“Vendo
Jesus as multidões, subiu ao monte, e como se assentasse, aproximaram-se os
seus discípulos, e ele passou a ensiná-los, dizendo...” (5:1, 2). Talvez uma rápida análise do
Sermão ajude a demonstrar a sua relevância para nós, no século XXI. Não há um
parágrafo no Sermão do Monte em que não se trace este contraste entre o padrão
cristão e o não-cristão. É o tema do Sermão; tudo o mais é uma variação dele.
Jesus contrasta os seus discípulos com os gentios ou com as nações pagãs. Os
pagãos amam-se e saúdam-se uns aos outros,
os cristãos têm de amar os seus inimigos (5:44-47); os pagãos oram
segundo um modelo, com "vãs repetições", mas os cristãos devem orar
com a humilde reflexão de filhos do seu Pai no céu (6:7-13); os pagãos estão
preocupados com as suas próprias necessidades materiais, mas os cristãos devem
buscar primeiro o reino e a justiça de Deus (6:23, 33). O Sermão de Jesus pode
ser dividido assim:
a. O caráter do
cristão (5:3-12)
- As bem-aventuranças enfatizam oito sinais principais da conduta e do caráter
cristãos, especialmente em relação a Deus e aos homens, e as bênçãos divinas
que repousam sobre aqueles que externam estes sinais.
b. A
influência do cristão (5:13-16) - As
metáforas do sal e da luz indicam a influência que os cristãos devem exercer
para o bem na comunidade se (e tão somente se) mantiverem o seu caráter
distinto, conforme descrito nas bem-aventuranças.
c. A
justiça do cristão (5:17-48) - Qual deve ser a atitude do cristão para com a lei
moral de Deus? A lei foi totalmente abolida na vida cristã? Não. Jesus não
tinha vindo para abolir a lei e os profetas, disse ele, mas para cumpri-los.
d. A
piedade do cristão (6:1-18)- Os
cristãos não devem se acomodar nem com o tipo hipócrita dos fariseus, nem com o
formalismo mecânico dos pagãos.
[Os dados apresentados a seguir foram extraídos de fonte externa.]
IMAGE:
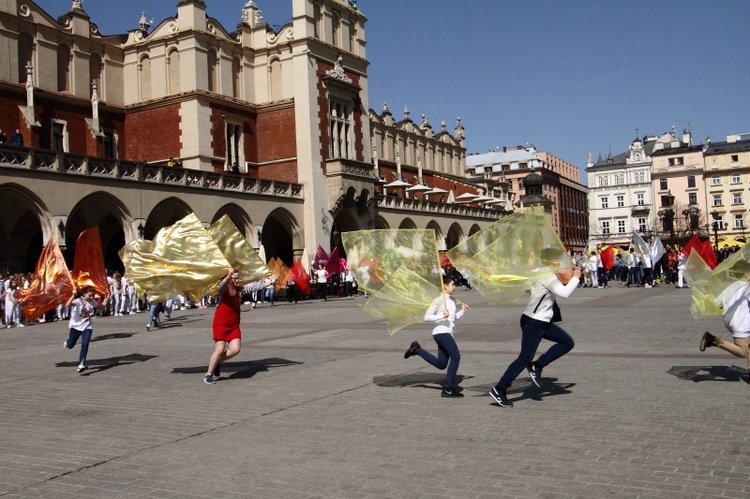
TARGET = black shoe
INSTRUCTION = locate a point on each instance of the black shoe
(412, 349)
(708, 340)
(451, 392)
(535, 373)
(500, 397)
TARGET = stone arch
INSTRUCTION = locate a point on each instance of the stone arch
(281, 237)
(432, 224)
(239, 218)
(344, 222)
(407, 223)
(100, 209)
(380, 223)
(63, 68)
(144, 80)
(274, 79)
(25, 225)
(26, 47)
(455, 235)
(173, 71)
(167, 212)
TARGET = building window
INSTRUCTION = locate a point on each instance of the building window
(59, 136)
(110, 144)
(676, 161)
(341, 126)
(235, 152)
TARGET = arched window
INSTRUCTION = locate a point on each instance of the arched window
(63, 68)
(173, 63)
(274, 80)
(25, 55)
(213, 73)
(236, 78)
(317, 21)
(95, 74)
(145, 77)
(335, 25)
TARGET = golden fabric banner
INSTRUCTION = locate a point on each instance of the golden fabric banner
(504, 259)
(51, 285)
(238, 251)
(183, 259)
(88, 265)
(706, 284)
(399, 268)
(374, 255)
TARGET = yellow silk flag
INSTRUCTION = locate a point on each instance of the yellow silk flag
(51, 285)
(504, 259)
(399, 268)
(238, 251)
(706, 284)
(88, 265)
(183, 259)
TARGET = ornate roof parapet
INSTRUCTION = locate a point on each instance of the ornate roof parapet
(338, 72)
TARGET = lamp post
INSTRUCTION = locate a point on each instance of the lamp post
(667, 215)
(715, 215)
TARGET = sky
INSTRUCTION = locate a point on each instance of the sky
(568, 77)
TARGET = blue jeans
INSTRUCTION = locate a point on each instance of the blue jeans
(448, 356)
(532, 333)
(85, 340)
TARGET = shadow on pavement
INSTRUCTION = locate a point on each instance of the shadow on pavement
(98, 365)
(432, 381)
(240, 370)
(113, 336)
(708, 373)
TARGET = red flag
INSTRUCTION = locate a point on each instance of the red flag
(444, 260)
(703, 248)
(52, 284)
(321, 257)
(301, 277)
(88, 266)
(334, 265)
(608, 258)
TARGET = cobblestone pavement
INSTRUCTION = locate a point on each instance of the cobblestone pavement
(321, 403)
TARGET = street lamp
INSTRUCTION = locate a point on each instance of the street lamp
(667, 215)
(715, 215)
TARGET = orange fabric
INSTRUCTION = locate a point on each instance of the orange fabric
(52, 283)
(88, 266)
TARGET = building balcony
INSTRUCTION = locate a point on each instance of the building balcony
(641, 209)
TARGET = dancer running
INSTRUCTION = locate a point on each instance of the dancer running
(83, 307)
(537, 322)
(443, 311)
(226, 326)
(735, 302)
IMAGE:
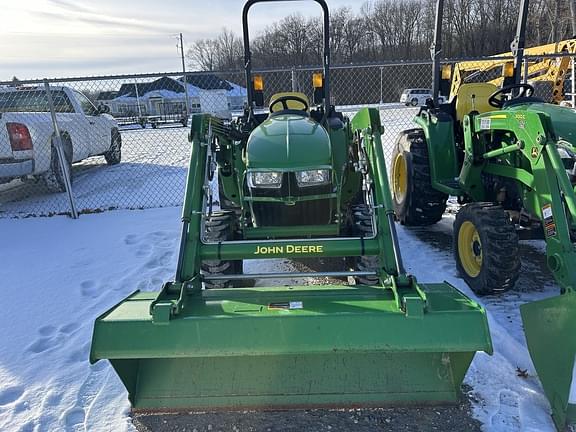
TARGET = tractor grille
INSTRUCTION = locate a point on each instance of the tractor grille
(316, 212)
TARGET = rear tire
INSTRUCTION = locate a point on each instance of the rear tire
(114, 155)
(486, 248)
(416, 202)
(221, 226)
(54, 177)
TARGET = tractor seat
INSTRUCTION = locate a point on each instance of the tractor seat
(473, 97)
(290, 105)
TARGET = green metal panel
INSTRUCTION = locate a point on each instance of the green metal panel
(549, 326)
(338, 346)
(288, 249)
(284, 142)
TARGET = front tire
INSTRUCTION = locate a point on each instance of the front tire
(415, 201)
(486, 248)
(114, 155)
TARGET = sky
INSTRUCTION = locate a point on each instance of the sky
(67, 38)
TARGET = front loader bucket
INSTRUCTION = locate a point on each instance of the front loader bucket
(550, 328)
(293, 347)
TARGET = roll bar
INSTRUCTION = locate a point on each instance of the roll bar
(248, 54)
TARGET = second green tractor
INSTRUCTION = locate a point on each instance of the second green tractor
(510, 159)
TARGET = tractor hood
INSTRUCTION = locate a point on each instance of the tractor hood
(288, 142)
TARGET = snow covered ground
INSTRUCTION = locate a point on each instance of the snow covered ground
(59, 274)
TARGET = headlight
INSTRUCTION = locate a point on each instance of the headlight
(267, 179)
(312, 177)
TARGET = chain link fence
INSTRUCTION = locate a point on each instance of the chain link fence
(124, 138)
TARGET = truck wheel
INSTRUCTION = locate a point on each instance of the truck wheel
(416, 202)
(54, 177)
(362, 226)
(221, 226)
(486, 248)
(114, 155)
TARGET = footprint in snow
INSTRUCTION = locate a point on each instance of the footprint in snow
(160, 261)
(10, 395)
(69, 328)
(131, 239)
(48, 330)
(508, 416)
(90, 289)
(41, 345)
(80, 355)
(27, 427)
(74, 419)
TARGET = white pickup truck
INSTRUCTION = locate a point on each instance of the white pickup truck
(27, 146)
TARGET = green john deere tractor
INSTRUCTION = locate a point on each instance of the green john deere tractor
(302, 181)
(510, 159)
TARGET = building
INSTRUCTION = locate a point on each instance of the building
(167, 96)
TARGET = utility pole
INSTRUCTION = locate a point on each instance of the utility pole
(185, 77)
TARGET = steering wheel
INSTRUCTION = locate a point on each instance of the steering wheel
(284, 101)
(495, 99)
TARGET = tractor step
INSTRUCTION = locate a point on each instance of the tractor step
(292, 347)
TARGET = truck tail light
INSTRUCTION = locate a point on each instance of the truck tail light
(19, 135)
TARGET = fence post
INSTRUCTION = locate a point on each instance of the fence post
(60, 151)
(381, 84)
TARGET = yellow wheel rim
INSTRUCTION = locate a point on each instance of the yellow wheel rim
(470, 249)
(400, 177)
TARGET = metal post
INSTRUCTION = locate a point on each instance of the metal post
(517, 45)
(573, 84)
(435, 50)
(185, 78)
(381, 85)
(137, 99)
(60, 151)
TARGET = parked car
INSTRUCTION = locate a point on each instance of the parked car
(27, 146)
(417, 97)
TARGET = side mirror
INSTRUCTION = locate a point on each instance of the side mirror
(318, 84)
(258, 90)
(445, 79)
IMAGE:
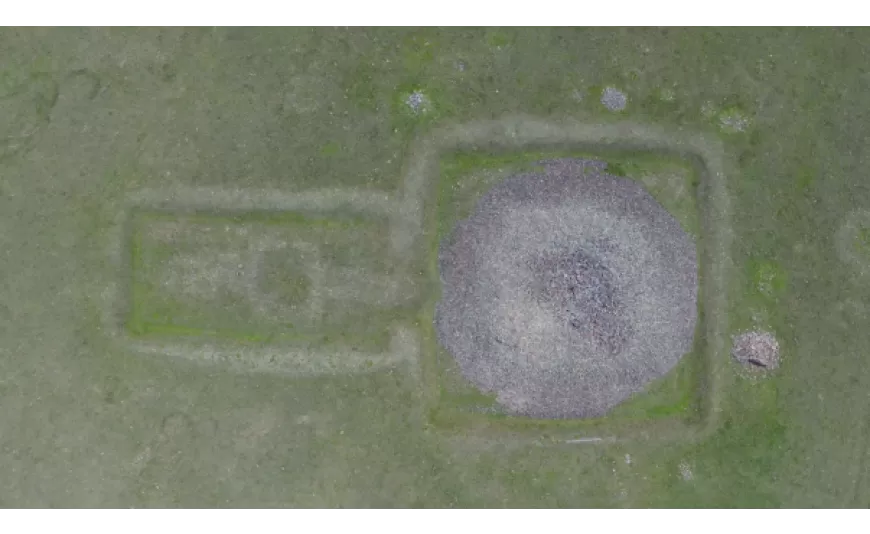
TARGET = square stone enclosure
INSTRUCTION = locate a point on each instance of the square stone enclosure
(521, 139)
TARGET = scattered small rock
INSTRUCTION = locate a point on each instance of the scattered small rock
(667, 95)
(418, 102)
(733, 121)
(613, 99)
(756, 350)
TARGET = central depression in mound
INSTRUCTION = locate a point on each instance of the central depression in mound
(566, 291)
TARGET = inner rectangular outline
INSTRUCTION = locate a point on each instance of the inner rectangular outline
(216, 202)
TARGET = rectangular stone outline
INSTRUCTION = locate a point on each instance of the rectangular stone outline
(525, 132)
(276, 359)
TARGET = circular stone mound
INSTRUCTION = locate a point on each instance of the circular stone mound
(566, 291)
(756, 350)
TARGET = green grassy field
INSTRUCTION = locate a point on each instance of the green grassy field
(89, 118)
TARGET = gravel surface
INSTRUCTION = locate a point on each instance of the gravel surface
(613, 99)
(756, 350)
(417, 101)
(566, 291)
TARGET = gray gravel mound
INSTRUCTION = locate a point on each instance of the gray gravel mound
(566, 291)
A piedade cristã deve destacar-se acima de tudo
pela realidade, pela sinceridade dos filhos de Deus que vivem na presença de
seu Pai celestial.
e. A ambição do cristão (6:19-34) - O
"mundanismo" que o cristão deve fugir pode ter aparência religiosa
ou secular. Por isso, devemos ser diferentes dos não-cristãos, não apenas em
nossas devoções, mas também em nossas ambições.
f. Os relacionamentos do cristão (7:1-20) - Os
cristãos estão presos em uma complexa teia de relacionamentos, todos eles
partindo do nosso relacionamento com Cristo. Quando nos relacionamos
devidamente com ele, os nossos demais relacionamentos são todos afetados.
Novos relacionamentos surgem, e os antigos se modificam. Não devemos julgar o
nosso irmão, mas servi-lo (vs. 1-5).